Тяжело было Веронике Павловне выслушивать все это, но она должна была об этом знать. Самое страшное и унизительное для нее в этом было то, что ее предположение о том, что у мужа есть другая женщина, предположение, которое она гасила в себе, за какие-то полчаса душевной беседы со старым человеком стало отчетливой черной явью. Всего больнее, всего чувствительнее ложились на ее сердце слова дворника, сказанные о ее сопернице: молодая, высокая, статная, с собственной «Волгой»… в дорогой модной одежде. Нищенкой и старой несчастной женщиной почувствовала себя Вероника Павловна рядом с этой, пока еще незнакомой ей юной женщиной.
Видя, что своим откровением он привнес в жизнь Вероники Павловны тревогу и боль, Семен Данилович перевернул чашку кверху дном, поставил ее на блюдце и, поправляя под ремнем гимнастерку, встал.
— Не судите меня, Вероника Павловна, строго. Я сказал то, что видел своими глазами. Если б у меня к вам не было душевности и добра — я никогда не открыл бы рта. Все это рассказал вам как родной дочери. Да и Валерку жалко. Подзабросили вы его. Посмотрите, в каких ботинках ходит. Ему уже шестнадцать, а он еще ни разу не видел приличного костюма. Все в школьной форме бегает да так, в чем попало.
Все, что говорил старый дворник, — была сущая правда. А поэтому Вероника Павловна сидела как побитая, не зная, чем возразить и что на это сказать хорошему, доброму человеку.
Уже у двери коридора, поблагодарив за чай, Семен Данилович на прощанье как бы в утешение сказал:
— Когда в саду куст смородины или крыжовника заражает тля, то этот куст выкорчевывают и сжигают. Некоторые пытаются опрыскивать химикалиями, но получается все впустую. Больной куст становится опасен для других кустов. Рано или поздно его выкорчевывают. Вот так-то, милая.
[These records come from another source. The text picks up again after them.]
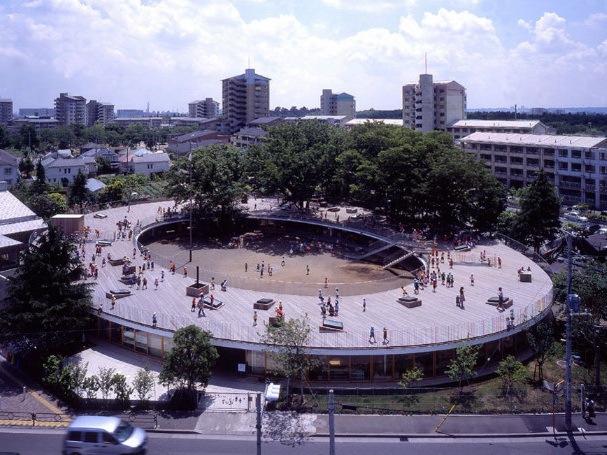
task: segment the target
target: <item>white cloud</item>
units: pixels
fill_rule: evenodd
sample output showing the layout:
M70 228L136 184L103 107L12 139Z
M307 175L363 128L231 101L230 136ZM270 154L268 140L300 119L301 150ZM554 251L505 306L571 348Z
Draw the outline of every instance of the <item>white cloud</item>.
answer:
M454 6L466 3L474 12ZM395 109L427 53L428 71L466 86L470 107L607 104L597 89L605 85L607 42L579 41L565 17L521 18L512 33L524 38L505 48L505 25L480 13L475 0L414 11L426 4L321 0L304 15L300 5L275 0L12 0L0 3L2 96L17 107L50 106L67 91L119 108L150 101L152 109L185 111L193 99L221 101L221 80L250 61L272 79L271 107L316 107L331 88L354 95L360 109ZM255 19L245 19L245 7ZM401 15L390 10L383 22L373 14L382 8ZM599 24L603 16L586 17ZM583 87L564 93L578 80Z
— Так что же вы мне посоветуете? — как-то виновато проговорила Вероника Павловна.
— Своей дочери я бы посоветовал гнать в три шеи такого проходимца. И чем раньше, тем лучше.
— Так что же — разводиться? — еле слышно вымолвила Вероника Павловна пересохшими губами.
— А это уже вы решайте сами. В таких делах советчику — первый кнут.
Уже после того как на лестничной площадке за дворником тяжело захлопнулась дверь лифта, Вероника Павловна еще долго, словно в стопоре, стояла в коридоре и широко раскрытыми глазами смотрела в зеркало на стене. Смотрела и не узнавала себя: рот, изогнутый в скорбной подкове, выцветшие глаза, ничего не выражающие, кроме страха перед будущим и вины перед сыном.